Here is a list of some of the *live non-beetle insects* they had on display at the Audubon Insectarium:

Dragon-headed Katydid _Eumegalodon blanchardi_
Orange-headed Cockroach _Eublaberus prosticus_
Flesh Fly _Sarcophaga sp_
Flower Mantid _Pseudoreobroter sp_
Dead Leaf Mantis _Deroplatys dessicata_
Red-spotted Assassin Bug _Platymeris rhadamanthus_
White-eyed Assassin Bug _Platymeris biguttata_
Walking Leaf-Insect _Phyllium giganteum_
Spiny Devil Walking Stick _Eurycumtha calcarata_
Giant Prickly Walking Stick _Exatosoma tiaratum_
Jungle Nymph _Heteropteryx dilatata_


----------



## Kid Dragon (Jun 25, 2008)

*Part 9: Metamorphosis*

One room of the Insectarium is devoted to insect metamorphosis. This is one of three factors that has led to the great biodiversity of insects: size, flight, and *metamorphosis*.

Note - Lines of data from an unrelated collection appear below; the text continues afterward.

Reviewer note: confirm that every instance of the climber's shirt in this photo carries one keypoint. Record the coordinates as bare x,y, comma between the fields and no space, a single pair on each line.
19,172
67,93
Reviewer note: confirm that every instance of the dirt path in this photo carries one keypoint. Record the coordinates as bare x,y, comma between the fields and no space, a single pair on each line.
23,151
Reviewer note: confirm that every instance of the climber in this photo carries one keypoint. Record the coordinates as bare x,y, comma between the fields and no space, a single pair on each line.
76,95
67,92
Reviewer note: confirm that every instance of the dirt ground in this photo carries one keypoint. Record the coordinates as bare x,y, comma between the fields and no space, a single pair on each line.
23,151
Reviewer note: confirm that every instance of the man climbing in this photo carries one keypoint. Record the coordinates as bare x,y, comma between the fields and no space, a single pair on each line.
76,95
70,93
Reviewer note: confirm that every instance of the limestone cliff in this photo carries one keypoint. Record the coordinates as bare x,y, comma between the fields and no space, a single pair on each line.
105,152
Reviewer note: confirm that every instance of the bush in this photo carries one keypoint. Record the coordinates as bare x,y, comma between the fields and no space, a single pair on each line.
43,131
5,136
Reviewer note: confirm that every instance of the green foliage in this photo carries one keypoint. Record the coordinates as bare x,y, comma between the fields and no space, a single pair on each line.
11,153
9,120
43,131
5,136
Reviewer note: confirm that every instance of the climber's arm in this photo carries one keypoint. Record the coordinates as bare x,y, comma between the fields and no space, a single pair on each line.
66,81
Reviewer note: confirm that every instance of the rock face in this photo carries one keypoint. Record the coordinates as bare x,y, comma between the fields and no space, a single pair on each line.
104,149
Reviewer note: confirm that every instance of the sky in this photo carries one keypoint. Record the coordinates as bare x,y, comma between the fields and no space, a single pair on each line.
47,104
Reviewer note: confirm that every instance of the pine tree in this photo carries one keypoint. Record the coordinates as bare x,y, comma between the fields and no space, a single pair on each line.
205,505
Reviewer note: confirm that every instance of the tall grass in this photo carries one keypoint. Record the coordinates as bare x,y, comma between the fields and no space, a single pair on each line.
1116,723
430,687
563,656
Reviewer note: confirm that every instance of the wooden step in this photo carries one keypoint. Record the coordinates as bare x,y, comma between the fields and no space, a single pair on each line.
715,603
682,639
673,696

*Complete Metamorphosis*: egg-larva-pupa-adult life cycle was illustrated with live Tobacco Hornworms, _Munduca sexta_. Almost 90% of all insects undergo complete metamorphosis, which makes sense since this includes insects from some of the largest orders: Coleoptera, Lepidoptera, and Hymenoptera. The larva of many live in a different habitat than the adults and occupy a diiferent niche to reduce intraspecific competition. 

*Incomplete Metamorphosis*: egg- nymph-nymph-nymph-nymph-etc-adult  live cycle was illustrated with live milkweed bugs, _Oncopeltus fasiatus_. A little over 10% of all insects undergo incomplete metamorphosis, like the Orders Hemiptera and Orthoptera. The nymph looks somewhat like the adult just smaller, without wings, its head is larger in proportion to its body, and is not sexually mature. Some insects have long lived nymph stages and short lived adult stages.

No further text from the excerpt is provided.